Let’s talk about that structure first; this is what you should aim for:

  1. Mutual Introductions

  2. Validate and Deepen Understanding of

    • Customer Business

    • Potential Challenges

  3. Capabilities and Expected Outcomes

  4. Case Study

  5. Questions and Answers

  6. Next Steps

After the mutual introductions and agreeing on the agenda, you should start by validating your understanding of their business and potential challenges by asking questions. This is a crucial way to earn trust and demonstrate your professional preparation. The closer the potential challenges are to the customer’s real challenges the better. The better your questions, the more you will find out about the customer’s pain points before talking about your own capabilities.

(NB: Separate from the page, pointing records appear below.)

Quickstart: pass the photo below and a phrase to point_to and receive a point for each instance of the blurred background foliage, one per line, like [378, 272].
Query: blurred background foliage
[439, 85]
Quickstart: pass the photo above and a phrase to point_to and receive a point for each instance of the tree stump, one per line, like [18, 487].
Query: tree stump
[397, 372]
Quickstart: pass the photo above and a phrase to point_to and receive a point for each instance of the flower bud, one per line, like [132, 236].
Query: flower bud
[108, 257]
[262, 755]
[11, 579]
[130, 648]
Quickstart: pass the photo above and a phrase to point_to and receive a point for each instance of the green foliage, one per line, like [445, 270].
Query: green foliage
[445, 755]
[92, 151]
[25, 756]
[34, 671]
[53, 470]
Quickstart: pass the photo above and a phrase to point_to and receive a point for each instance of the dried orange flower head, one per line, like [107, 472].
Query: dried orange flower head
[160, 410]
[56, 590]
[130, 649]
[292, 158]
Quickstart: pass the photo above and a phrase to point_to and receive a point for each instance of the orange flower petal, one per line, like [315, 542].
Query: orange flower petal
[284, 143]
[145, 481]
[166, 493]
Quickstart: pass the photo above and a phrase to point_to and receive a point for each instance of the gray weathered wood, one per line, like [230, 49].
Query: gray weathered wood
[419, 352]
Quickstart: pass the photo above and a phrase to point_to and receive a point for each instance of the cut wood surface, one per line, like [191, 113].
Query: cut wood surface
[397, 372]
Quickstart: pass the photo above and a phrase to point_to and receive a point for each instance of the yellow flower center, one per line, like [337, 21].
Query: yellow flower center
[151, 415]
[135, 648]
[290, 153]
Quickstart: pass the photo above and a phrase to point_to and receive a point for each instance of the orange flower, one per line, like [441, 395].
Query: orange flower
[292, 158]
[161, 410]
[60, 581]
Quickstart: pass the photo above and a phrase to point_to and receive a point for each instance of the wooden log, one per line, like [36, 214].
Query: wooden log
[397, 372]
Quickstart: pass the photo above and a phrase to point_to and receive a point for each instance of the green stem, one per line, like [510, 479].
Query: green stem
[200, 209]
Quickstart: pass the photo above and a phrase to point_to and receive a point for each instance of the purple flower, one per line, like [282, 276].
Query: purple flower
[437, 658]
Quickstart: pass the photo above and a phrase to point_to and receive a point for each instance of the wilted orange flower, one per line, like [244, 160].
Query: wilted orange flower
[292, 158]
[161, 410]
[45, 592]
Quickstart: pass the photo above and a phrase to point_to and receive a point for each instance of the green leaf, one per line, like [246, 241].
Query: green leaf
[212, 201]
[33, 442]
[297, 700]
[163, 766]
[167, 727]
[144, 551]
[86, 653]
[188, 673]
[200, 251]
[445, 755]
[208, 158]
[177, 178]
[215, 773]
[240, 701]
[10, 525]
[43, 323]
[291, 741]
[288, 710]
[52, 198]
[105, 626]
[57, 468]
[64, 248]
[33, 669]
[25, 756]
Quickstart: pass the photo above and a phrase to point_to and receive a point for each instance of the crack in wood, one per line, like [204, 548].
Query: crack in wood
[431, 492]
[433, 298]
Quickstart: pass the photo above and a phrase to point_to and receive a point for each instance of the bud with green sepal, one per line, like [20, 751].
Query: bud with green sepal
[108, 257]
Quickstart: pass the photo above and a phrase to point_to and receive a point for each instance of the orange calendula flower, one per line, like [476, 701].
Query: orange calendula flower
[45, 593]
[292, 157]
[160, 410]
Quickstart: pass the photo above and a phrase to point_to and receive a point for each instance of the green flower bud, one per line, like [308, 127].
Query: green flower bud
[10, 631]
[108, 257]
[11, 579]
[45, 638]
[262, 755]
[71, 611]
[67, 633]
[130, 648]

Infoteam example: First meeting with the Sales Director of a mining supplier

The Question Bank

This sounds like a lot of work, but developing a good Question Bank can reduce the amount of effort. In a sales team workshop, try working through the following points.

  1. What job titles/positions do the people you sell to have?

  2. What are the potential challenges that each role might face (relevant to your solutions)?

  3. What are the typical causes of each challenge?

  4. What questions could you ask to validate each challenge?

  5. What do your capabilities to address this challenge look like (assuming that your hypotheses are confirmed)?

  6. What results can the customer expect (substantiated with an example)? 

Let me go through an example for a role that is typically in the Buying Centre for Infoteam’s services.

1) Position: Sales Manager

2) Potential challenges: Large deals in the forecast are failing to close.

3) Causes: Lack of relationships with the real decision makers and poor understanding about where the customer is in their buying process.

4) Questions to validate and deepen understanding of the potential challenges e.g.

  • How often do you lose deals because you lack relationships with the final decision makers?

  • What impact does this have on forecast reliability?

  • How much revenue is lost as a result of this issue?

  • What impact does this issue have on other departments?

  • If you could reduce the frequency of this problem by 25% how much additional revenue could you achieve?

  • Based on your typical margin, what would this translate into in terms of net profit?

5) Capabilities: Opportunity Roadmap combined with Deal Pit-Stops

6) Expected results: 20% increase in win rate

Other potential challenges facing a Sales Manager could be pursuing the wrong opportunities or recruiting Salespeople that don’t have the right competencies. Your industry experience and company research will help you tailor these issues to the specific customer and their business situation. 

This process should be repeated for each of the roles involved in buying decisions and could even be extended to cover different industries.

If we are meeting an HR manager for instance, the potential challenges could be making sure that training sticks or the quality of the on-boarding program which in turn impacts the time it takes new Salespeople to be successful. The pain points of a Sales Manager in the software industry will be different than the pain points of a Sales Manager at a food manufacturer. That's why it is so worthwhile building up a Question Bank and tagging each question by role and industry.

Creating and updating your Question Bank is a worthwhile investment. It shortens the time it takes to prepare customer meetings well. Even if you have to tailor the potential challenges and questions to the specific customer you have saved yourself some work. And when it comes to the meeting itself you can do less talking and listen to your customer tell you about his needs.

Ask yourself

  • Are you planning your appointments as effectively as you could be?

  • Do you come out of appointments with the feeling that you talked too much?

  • Would well-prepared questions help you to do a better job?